Got an event coming up with difficult family members? Use this unconventional method to transform your visit and redirect the relationship into a much healthier and positive direction.

You want me to do what!?

Years ago, Jim Cathcart gave me a piece of unexpected advice when I was struggling in a relationship with some difficult people (actually a member of my extended family). He said to me, “Everyone has an inner circle made up of their primary relationships – those closest to them.

“Kick them out!” – Jim Cathcart

“What you should do is kick them out of your inner circle”. I was absolutely shocked by his advice. Kick them out, really? How can I do that? We’re talking about a life-long family member.


He said, “Don’t worry. They’ll come back in time.” He clarified that this does not mean kick them out of your life completely or cut off the relationship. That’s only for extreme circumstances.

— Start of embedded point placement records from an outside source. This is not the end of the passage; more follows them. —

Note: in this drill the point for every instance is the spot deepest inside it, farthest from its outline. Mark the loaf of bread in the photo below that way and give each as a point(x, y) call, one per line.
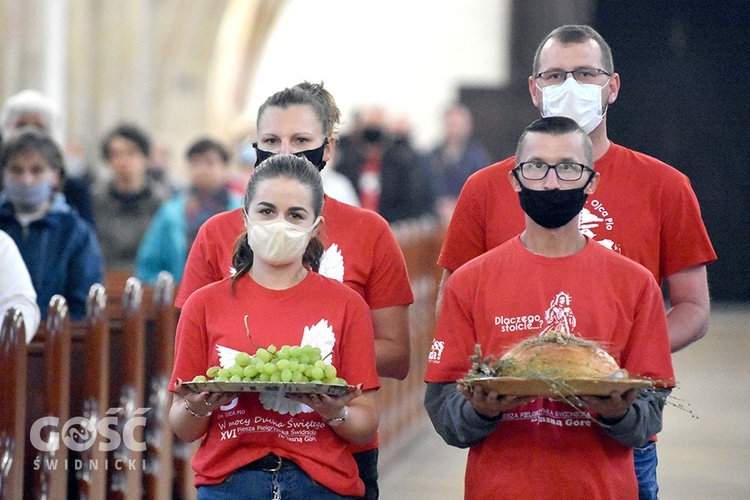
point(559, 356)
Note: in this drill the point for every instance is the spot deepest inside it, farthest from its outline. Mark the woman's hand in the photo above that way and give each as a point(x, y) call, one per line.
point(326, 406)
point(204, 402)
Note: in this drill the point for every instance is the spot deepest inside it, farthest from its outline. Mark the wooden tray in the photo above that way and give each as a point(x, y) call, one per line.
point(532, 386)
point(290, 387)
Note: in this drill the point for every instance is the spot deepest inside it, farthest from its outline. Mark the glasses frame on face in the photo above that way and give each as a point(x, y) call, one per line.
point(548, 167)
point(581, 75)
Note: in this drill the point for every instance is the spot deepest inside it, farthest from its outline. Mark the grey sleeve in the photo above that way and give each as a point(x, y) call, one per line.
point(453, 417)
point(643, 420)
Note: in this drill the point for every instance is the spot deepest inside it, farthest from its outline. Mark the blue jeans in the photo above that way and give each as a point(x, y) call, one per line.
point(289, 483)
point(367, 462)
point(645, 470)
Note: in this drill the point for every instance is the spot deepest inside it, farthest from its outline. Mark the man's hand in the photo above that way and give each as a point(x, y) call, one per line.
point(612, 407)
point(491, 404)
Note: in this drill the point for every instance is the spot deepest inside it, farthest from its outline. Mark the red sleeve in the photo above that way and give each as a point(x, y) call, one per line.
point(464, 238)
point(455, 334)
point(647, 352)
point(210, 256)
point(356, 359)
point(388, 282)
point(191, 344)
point(685, 241)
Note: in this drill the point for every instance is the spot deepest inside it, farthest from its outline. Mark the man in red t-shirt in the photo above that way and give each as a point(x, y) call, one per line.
point(551, 277)
point(643, 208)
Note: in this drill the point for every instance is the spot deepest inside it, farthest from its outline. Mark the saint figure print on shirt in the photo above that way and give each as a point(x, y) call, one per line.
point(559, 317)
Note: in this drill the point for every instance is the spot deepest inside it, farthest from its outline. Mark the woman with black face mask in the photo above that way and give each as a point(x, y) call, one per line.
point(360, 248)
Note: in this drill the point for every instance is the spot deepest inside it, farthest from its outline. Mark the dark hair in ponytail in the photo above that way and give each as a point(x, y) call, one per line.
point(291, 167)
point(311, 94)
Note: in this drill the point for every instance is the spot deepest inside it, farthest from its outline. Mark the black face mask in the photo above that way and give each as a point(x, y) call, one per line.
point(552, 208)
point(315, 156)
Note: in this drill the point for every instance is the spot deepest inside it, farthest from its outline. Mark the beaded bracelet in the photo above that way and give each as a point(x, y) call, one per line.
point(196, 415)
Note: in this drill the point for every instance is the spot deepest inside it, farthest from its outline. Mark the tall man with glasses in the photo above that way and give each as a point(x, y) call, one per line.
point(549, 278)
point(643, 208)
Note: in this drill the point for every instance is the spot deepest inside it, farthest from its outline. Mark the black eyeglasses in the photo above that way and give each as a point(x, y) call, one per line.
point(582, 75)
point(566, 171)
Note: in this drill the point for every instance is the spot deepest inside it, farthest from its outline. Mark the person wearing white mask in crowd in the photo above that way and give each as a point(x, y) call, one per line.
point(643, 208)
point(277, 297)
point(16, 289)
point(60, 249)
point(32, 109)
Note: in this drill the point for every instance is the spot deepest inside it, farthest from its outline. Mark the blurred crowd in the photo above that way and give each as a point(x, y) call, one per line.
point(135, 206)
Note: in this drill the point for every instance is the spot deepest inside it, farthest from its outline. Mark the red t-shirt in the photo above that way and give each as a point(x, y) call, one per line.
point(213, 319)
point(361, 251)
point(642, 208)
point(509, 294)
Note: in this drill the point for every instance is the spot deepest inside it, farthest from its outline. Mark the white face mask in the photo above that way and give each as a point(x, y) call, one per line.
point(278, 242)
point(581, 102)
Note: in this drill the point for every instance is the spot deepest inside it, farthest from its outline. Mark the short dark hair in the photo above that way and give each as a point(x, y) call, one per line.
point(576, 33)
point(558, 125)
point(311, 94)
point(133, 133)
point(204, 145)
point(32, 139)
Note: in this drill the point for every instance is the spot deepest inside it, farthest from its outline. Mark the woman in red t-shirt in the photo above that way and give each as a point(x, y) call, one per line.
point(264, 445)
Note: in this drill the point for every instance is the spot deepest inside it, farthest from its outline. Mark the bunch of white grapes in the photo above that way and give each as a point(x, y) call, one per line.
point(287, 364)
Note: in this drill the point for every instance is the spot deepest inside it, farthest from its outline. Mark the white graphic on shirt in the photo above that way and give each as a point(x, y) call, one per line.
point(332, 263)
point(589, 222)
point(559, 317)
point(436, 351)
point(318, 335)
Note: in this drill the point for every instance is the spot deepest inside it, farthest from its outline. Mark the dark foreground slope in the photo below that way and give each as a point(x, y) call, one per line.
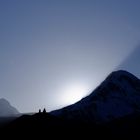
point(111, 111)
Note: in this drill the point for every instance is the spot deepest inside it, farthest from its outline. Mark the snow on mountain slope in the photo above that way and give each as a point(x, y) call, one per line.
point(117, 96)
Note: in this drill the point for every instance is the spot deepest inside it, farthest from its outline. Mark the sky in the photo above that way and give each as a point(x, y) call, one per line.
point(55, 52)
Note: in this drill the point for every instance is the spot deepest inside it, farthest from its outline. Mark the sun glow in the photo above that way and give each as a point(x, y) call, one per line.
point(74, 93)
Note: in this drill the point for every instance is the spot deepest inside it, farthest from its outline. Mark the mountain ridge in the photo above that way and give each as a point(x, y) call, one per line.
point(118, 95)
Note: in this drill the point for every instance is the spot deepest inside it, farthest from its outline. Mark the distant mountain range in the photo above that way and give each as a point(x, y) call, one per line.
point(112, 110)
point(6, 109)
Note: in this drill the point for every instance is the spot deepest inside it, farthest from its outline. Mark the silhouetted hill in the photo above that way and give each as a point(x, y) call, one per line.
point(112, 110)
point(117, 96)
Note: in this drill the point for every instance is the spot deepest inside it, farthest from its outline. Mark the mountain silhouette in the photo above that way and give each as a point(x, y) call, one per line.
point(117, 96)
point(6, 109)
point(112, 110)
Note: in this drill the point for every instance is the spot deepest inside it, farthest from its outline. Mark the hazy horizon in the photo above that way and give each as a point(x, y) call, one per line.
point(53, 53)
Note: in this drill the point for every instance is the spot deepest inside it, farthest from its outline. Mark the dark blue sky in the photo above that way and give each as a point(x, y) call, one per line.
point(54, 52)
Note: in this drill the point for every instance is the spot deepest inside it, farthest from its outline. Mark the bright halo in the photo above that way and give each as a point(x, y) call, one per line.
point(74, 93)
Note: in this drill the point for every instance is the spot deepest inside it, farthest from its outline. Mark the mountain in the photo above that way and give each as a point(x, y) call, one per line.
point(112, 110)
point(116, 97)
point(6, 109)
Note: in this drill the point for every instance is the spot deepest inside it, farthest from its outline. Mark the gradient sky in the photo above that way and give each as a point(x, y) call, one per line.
point(54, 52)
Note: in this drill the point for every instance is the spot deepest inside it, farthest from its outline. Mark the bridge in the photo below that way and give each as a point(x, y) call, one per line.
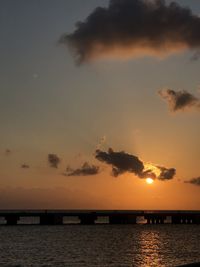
point(89, 217)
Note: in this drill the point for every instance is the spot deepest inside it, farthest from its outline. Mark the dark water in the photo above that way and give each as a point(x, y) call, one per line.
point(99, 245)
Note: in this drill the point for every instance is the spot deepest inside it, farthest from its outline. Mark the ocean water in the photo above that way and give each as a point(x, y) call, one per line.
point(99, 245)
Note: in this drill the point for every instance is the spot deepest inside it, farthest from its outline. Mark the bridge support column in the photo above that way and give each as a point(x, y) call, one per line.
point(176, 219)
point(154, 219)
point(196, 219)
point(51, 219)
point(87, 219)
point(122, 219)
point(11, 219)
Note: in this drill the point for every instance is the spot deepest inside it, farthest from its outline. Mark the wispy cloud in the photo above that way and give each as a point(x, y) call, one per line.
point(128, 28)
point(180, 100)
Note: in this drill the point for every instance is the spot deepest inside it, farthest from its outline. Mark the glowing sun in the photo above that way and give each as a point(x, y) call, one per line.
point(149, 181)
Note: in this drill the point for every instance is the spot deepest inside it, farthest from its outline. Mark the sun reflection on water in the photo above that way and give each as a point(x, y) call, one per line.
point(150, 246)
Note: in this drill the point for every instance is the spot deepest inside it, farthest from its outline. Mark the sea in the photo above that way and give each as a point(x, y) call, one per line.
point(99, 245)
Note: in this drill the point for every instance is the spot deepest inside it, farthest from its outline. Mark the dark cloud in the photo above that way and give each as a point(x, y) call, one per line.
point(195, 181)
point(128, 28)
point(8, 152)
point(53, 160)
point(121, 162)
point(25, 166)
point(179, 100)
point(85, 170)
point(165, 173)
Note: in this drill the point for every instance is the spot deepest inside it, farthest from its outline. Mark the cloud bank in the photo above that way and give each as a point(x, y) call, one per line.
point(85, 170)
point(54, 160)
point(123, 162)
point(179, 100)
point(128, 28)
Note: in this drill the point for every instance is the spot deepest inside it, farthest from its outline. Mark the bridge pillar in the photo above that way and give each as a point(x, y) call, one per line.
point(122, 219)
point(51, 219)
point(11, 219)
point(196, 219)
point(155, 219)
point(87, 219)
point(176, 219)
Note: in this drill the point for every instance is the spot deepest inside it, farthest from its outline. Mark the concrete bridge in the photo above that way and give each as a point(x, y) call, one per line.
point(55, 217)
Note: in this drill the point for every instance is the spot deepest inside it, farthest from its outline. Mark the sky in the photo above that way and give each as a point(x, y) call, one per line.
point(89, 110)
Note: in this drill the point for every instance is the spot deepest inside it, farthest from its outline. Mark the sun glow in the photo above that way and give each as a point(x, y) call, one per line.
point(149, 181)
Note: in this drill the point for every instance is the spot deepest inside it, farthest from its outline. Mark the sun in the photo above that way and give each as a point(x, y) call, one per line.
point(149, 181)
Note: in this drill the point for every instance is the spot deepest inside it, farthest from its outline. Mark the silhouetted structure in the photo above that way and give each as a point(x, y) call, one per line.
point(55, 217)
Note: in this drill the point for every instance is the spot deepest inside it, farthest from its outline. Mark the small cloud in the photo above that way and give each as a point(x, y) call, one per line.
point(179, 100)
point(25, 166)
point(8, 152)
point(35, 76)
point(54, 160)
point(165, 173)
point(194, 181)
point(85, 170)
point(101, 142)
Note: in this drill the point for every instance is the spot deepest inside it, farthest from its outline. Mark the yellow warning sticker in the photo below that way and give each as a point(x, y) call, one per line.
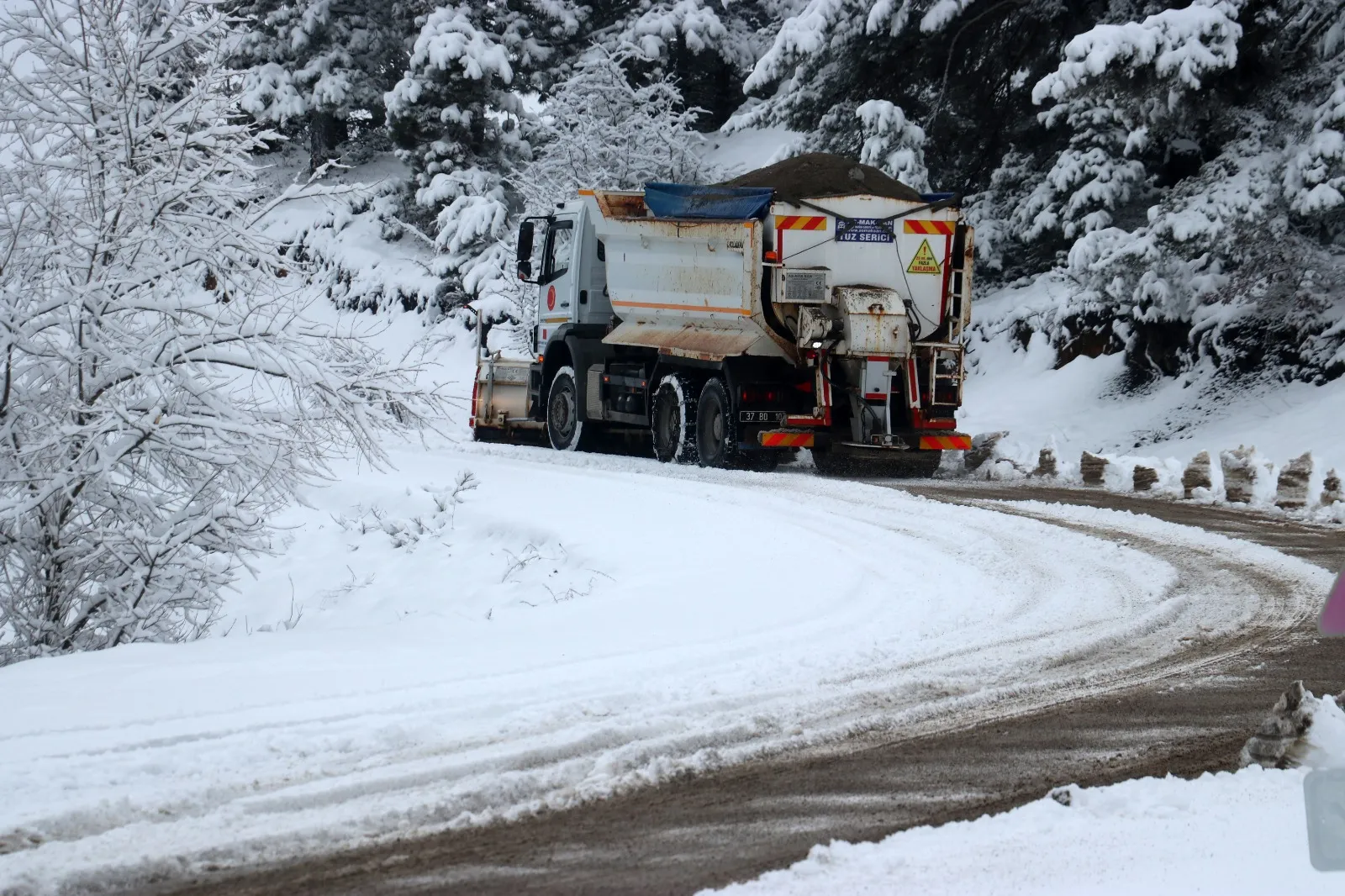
point(925, 260)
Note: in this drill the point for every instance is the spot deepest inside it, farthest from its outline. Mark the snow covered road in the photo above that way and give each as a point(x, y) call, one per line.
point(578, 626)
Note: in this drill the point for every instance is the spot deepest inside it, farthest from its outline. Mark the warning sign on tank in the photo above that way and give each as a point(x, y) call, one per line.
point(925, 260)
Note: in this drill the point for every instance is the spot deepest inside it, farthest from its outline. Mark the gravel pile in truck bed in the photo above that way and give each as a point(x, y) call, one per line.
point(822, 174)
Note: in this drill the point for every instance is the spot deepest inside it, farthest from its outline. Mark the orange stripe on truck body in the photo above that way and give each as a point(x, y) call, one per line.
point(946, 443)
point(930, 228)
point(777, 439)
point(800, 222)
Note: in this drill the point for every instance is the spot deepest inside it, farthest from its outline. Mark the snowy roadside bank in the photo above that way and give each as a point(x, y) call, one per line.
point(1228, 833)
point(511, 660)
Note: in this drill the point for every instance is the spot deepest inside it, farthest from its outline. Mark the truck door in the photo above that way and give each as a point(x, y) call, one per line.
point(556, 286)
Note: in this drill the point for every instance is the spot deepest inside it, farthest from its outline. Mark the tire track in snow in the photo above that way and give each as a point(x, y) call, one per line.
point(382, 794)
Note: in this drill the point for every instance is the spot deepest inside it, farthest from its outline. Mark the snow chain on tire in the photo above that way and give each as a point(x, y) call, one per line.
point(672, 420)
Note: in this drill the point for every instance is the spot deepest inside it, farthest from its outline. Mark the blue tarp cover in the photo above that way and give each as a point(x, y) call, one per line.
point(688, 201)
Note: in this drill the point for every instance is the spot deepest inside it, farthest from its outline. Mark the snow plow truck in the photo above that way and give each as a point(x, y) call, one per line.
point(817, 303)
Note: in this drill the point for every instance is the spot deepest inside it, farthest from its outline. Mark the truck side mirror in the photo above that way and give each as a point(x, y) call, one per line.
point(525, 250)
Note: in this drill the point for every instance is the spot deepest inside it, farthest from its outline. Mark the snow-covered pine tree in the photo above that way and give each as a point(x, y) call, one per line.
point(706, 47)
point(1228, 118)
point(456, 118)
point(163, 382)
point(959, 71)
point(602, 131)
point(323, 65)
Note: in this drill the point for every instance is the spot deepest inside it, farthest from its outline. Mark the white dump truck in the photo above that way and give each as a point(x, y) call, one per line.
point(811, 304)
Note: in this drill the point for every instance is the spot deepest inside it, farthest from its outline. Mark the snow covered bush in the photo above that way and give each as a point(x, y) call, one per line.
point(894, 145)
point(163, 381)
point(599, 131)
point(322, 64)
point(456, 118)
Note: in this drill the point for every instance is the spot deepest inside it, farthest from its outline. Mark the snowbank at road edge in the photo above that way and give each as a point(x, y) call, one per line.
point(1082, 407)
point(1228, 833)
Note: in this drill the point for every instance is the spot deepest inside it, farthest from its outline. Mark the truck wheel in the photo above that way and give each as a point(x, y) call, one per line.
point(674, 420)
point(716, 430)
point(562, 412)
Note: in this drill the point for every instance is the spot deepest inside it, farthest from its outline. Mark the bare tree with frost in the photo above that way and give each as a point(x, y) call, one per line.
point(163, 381)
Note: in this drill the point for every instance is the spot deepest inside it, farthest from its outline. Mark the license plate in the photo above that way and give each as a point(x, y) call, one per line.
point(760, 416)
point(862, 230)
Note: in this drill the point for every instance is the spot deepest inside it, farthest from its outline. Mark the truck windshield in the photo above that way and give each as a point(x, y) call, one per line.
point(558, 241)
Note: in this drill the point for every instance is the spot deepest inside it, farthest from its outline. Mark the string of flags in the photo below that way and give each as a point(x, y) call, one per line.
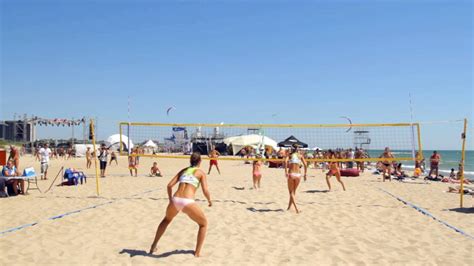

But, to be fair, unhealthy relationships can cause familial and emotional damage and they need to be addressed appropriately.

When dealing with difficult people, try this…

A good place to start is to enter into family events (or business events) without placing your personal fulfillment expectations on other people – even if they are family. In other words, don’t be emotionally needy. Seeking validation from others or demanding that they accept your opinions will only lead to unnecessary conflict again and leave you disappointed again.

Instead, be friendly, polite, and maintain healthy boundaries by interacting without expecting them to agree with your beliefs or even show interest in your life. Even if they say things that ordinarily would make you angry, respond with a smile and either redirect the conversation, or simply let them talk and keep you opinions to yourself. Rehashing the same heated discussions over politics, religion, or past family issues with no hope of a positive outcome is senseless.

“You cannot control other people. You can only control how you respond to them.” – My Sophomore year college psychology professor

So, make your responses positive, maintain a secure position on the high road, and gracefully thank them for a wonderful time when you leave. They probably won’t expect that from you and will be stumped you didn’t fight back or argue. In essence, you just executed a tectonic shift in their perception of you. Good job!

At the next event when you see them – do it again. Only now, begin to take note of how you can be an asset to them. A simple gesture or phrase of acknowledgement or affirmation goes a long way. Instead of seeking those things for yourself, acknowledge and affirm them – even if you don’t agree with their opinions. In time, you’ll find that some relationships are capable of not only being mended, but also transforming into a much stronger bond than you ever imagined.

Authors note

Jim’s council to me was right on. I followed his advice and over the next few years the once tattered relationship with my family member dramatically improved and we’re now vital assets in each other’s inner circles. Thanks Jim!